Information Extraction: What has Worked, What hasn't, and What has Promise for the Future
Ralph Weischedel, BBN Technologies
November 7, 2000
During the past 10 years, one of the dominant application areas for natural language processing research has been automatic extraction of information from text or speech to automatically update databases of names, descriptions, relations, and/or events.
During those same 10 years, natural language processing technology has experienced a paradigm shift -- formerly dominated by handwritten rules but now influenced by learning approaches.
This talk will review the underlying challenges, state benchmark results on standard test sets, point towards new directions, and suggest a vision for how technologies may be combined into useful systems.
Our primary focus among the competing approaches surveyed will be a recent approach to automatic information extraction based on statistical algorithms that learn to extract information from text or speech. The goal is to replace the requirement for writing patterns manually by annotating examples of the information to be extracted. We have evaluated this approach on news data.

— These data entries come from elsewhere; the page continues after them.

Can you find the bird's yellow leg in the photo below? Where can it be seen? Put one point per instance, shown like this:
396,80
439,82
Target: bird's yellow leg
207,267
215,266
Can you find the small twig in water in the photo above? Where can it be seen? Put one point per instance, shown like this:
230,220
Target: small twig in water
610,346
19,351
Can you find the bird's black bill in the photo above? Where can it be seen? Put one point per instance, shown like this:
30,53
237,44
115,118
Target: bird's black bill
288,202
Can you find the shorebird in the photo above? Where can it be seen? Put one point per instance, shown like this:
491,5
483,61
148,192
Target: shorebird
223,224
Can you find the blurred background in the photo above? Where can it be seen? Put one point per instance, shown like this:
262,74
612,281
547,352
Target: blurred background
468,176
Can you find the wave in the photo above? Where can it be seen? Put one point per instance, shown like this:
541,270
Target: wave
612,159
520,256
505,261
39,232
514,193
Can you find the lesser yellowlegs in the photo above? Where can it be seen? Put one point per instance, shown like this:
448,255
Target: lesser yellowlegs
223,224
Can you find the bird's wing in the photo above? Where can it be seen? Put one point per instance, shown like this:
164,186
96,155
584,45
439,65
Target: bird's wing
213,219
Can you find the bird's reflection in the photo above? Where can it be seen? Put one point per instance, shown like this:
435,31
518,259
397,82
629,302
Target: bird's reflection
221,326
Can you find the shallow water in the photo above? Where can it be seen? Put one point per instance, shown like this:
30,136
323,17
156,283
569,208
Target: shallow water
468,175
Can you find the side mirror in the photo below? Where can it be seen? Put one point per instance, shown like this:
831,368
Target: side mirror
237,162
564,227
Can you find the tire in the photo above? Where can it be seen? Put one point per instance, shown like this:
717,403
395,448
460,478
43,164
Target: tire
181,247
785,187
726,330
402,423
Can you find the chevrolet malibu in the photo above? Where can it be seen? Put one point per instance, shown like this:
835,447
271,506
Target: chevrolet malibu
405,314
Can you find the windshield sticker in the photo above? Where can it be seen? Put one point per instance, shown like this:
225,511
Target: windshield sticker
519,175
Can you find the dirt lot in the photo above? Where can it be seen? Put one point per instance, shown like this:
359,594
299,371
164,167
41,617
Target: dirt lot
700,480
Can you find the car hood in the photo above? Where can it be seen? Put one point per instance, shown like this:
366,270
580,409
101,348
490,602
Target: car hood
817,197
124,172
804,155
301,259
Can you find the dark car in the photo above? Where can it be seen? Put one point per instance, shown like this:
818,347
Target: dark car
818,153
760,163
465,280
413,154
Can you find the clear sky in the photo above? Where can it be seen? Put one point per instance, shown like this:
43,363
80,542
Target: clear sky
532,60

Ralph Weischedel is a Principal Scientist at BBN with twenty-five years experience in written language processing, artificial intelligence, and knowledge representation. He leads a group of 10 full-time equivalents engaged in research, development, and application of natural language processing technology, including information extraction from text, and probabilistic language understanding. He is a past president of the Association for Computational Linguistics. He joined BBN in 1984, leaving the University of Delaware as an Associate Professor. He received his Ph.D. in Computer & Information Sciences from the University of Pennsylvania in 1975.